On the way down, I chatted with some folks about a secret lake and they told me how to get to the social trail. I can’t remember what it was called, but I found it. It was incredible.
On the third day, I headed up to the South again, with crampons and boots. It was overkill, but I felt totally secure. The weather was perfect again, and there was just no one else around on either route. And it was here, on the South, that I remembered how I felt last year. That I would do anything to be here. That it was my responsibility to honor these routes, these mountains, with my intention, bravery, body, heart. That I would sacrifice anything, everything to feel like I might evaporate between earth and sky; where everything is possible, where risk and pain are currency, where freedom and joy are boundless. Grating bits of my heart and body off on rocks and snow so the prana of the Tetons could fill me back up again and I could be a part of their bigness for just a moment.
I read this great article about Cory Richards and his PTSD from an avalanche he survived [https://www.outsideonline.com/2234616/life-after-near-death-cory-richards]. The author has a lot of opinions about the way the alpinist community handles this. I’ve been thinking about darkness; how and why it compels us, a lot lately, and I think it boils down to 2 things: alpinists are people that are so intense they would sacrifice everything to stand on top of the mountains, to live in the sky. We can choose [I’m pretty sure it’s a choice, but it doesn’t always feel that way] to risk and suffer because our demons compel us to do hard shit and risk and ride the edge of our abilities, or because we want to use their demons to make ourselves stronger, meet fear and rise above it, and find freedom. Both are scary as fuck; nobody likes to talk about either.
Like anyone, I’m inclined towards both, after years of trying I like to think I’m more of the later, but it’s a constant struggle to understand my motivation and intention, to be intimate with fear, and to understand why I risk everything. It’s sort of like walking on two tight ropes that are just beside each other, and you could hop from one to the other as it suits you. Why is it so important to stand on top of a mountain?

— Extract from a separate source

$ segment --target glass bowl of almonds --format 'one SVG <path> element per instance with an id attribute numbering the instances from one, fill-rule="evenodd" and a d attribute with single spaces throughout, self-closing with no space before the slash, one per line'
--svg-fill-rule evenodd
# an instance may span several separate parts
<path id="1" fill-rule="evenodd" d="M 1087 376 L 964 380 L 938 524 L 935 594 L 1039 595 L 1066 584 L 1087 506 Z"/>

After a beautifully successful third day, I headed up high again on day 4, this time to Disappointment Peak. The first couple moves to get into this low angle crack started on an overhanging roof (I would love someone to explain to me how climbing a roof could possibly be class 4). The rest of the climb was pretty easy, except the end where you’re climbing this obscenely exposed catwalk with sporadic class 4 moves. After the previous four days though, the exposure and climbing both felt good (even if the wind made it feel like you could easily be blown off and away into infinity). The summit block, being accessed by this narrow catwalk, is like a 340 degree Teton panorama. Breathtaking. I actually stood up on it at one point and got vertigo. Every time I get a close up of the Grand, my heart grows three sizes, and seeing the whole range at once like this, the big, scary beautiful mountains that had asked so much, the sacrifices already made, and whose bigness had filled me up when I stood on their summits; the whole Traverse just laid out in one perfect, aesthetic line…I see why I devote my life to this, and why I’ll never stop.